The Countenance of Wild Things

How expressive is the fantastical, lantern-jawed face of the little western calypso orchid! (Calypso bulbosa var. occidentalis, also called the western fairy slipper orchid and the hider-of-the-north.) But is its broadly parted maw a grin or a grimace? Although it takes the familiar form of a smile, something about it is unsettling. Its dark, unfaltering eyes level on us a knowing look, as if the reclusive bloom sees something we do not. Could it be sinister or malevolent instead? Perhaps what its human-like visage enables us to ken is not malice but merely the wary indifference with which all wild creatures view us.
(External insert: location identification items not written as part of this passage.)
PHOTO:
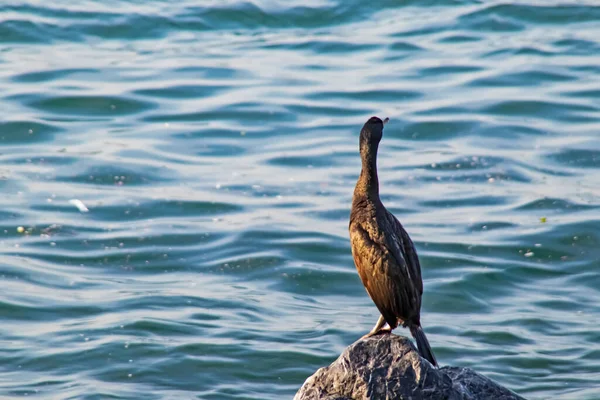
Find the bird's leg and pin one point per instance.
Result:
(377, 328)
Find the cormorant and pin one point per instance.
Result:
(384, 254)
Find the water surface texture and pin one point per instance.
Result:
(215, 144)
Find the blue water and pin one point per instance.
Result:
(215, 145)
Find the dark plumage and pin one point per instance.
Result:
(384, 255)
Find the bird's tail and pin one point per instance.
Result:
(423, 344)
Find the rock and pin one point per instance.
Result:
(388, 367)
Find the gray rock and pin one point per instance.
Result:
(388, 367)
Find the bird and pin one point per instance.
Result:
(384, 255)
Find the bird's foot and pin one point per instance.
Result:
(377, 332)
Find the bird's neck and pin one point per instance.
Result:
(368, 182)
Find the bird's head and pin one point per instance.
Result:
(372, 131)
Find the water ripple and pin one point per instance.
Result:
(215, 147)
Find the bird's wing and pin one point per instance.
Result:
(406, 248)
(384, 275)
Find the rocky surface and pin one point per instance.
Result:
(388, 367)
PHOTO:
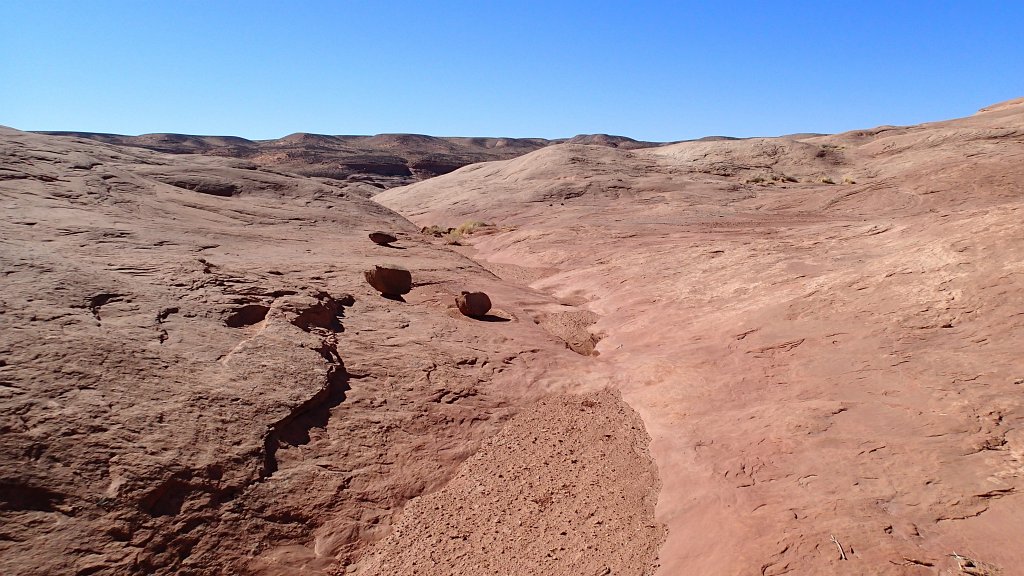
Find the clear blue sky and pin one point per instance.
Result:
(657, 71)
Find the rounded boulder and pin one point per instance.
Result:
(474, 304)
(390, 280)
(382, 238)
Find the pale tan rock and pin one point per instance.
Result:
(389, 280)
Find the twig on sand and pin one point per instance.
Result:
(842, 552)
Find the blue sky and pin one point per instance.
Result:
(658, 71)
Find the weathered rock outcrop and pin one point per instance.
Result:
(474, 304)
(389, 280)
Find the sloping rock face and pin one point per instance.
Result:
(195, 377)
(830, 373)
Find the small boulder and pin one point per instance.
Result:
(474, 304)
(390, 280)
(382, 238)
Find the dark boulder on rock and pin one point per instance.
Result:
(382, 238)
(474, 304)
(390, 280)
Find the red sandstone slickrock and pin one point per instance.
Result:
(704, 357)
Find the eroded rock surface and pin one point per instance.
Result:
(194, 382)
(820, 333)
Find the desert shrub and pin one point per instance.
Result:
(435, 231)
(470, 227)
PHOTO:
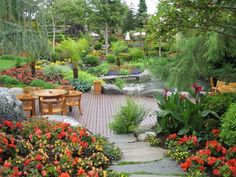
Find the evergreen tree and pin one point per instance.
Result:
(142, 13)
(129, 21)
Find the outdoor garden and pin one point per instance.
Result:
(47, 44)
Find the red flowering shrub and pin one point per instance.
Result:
(214, 158)
(38, 147)
(23, 74)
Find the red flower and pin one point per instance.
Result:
(38, 157)
(64, 175)
(48, 135)
(7, 164)
(81, 171)
(172, 136)
(211, 160)
(39, 166)
(216, 172)
(8, 124)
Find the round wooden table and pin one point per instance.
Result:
(50, 93)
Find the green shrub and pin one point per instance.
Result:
(136, 54)
(42, 84)
(124, 72)
(128, 118)
(111, 58)
(9, 81)
(228, 128)
(102, 69)
(82, 86)
(218, 103)
(119, 83)
(98, 46)
(55, 70)
(91, 60)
They simply do not need us, other than to be left alone to carry on their existence unimpeded by the rapacious overreach of ours. Over millennia, they have learned to avoid us as angry, unjust overlords. We humans are all consuming. Every living thing, every substance, every space on earth, or under the earth, or over the earth, is subject to our dominion. As our planet’s apex species, we simply cannot comprehend the notion of not needing literally everything in our environment to maintain our comfortable, even if tentative position. We distrust anything that does not reciprocate that same insatiation — anything that does not need us — and thus consign it to some ominous otherworld to feel more at home in ours. The wilderness from which we sprang is relegated to the conveniently disconnected role of a derelict resource to be mined for its parts in an ever downward spiral of alienation and exploitation. The wild things know this, instinctively.

Perhaps, just perhaps, when we peer deeply enough into the faces of our fellow beings, we catch a frightening glimpse of what they truly see gazing back at us: ourselves.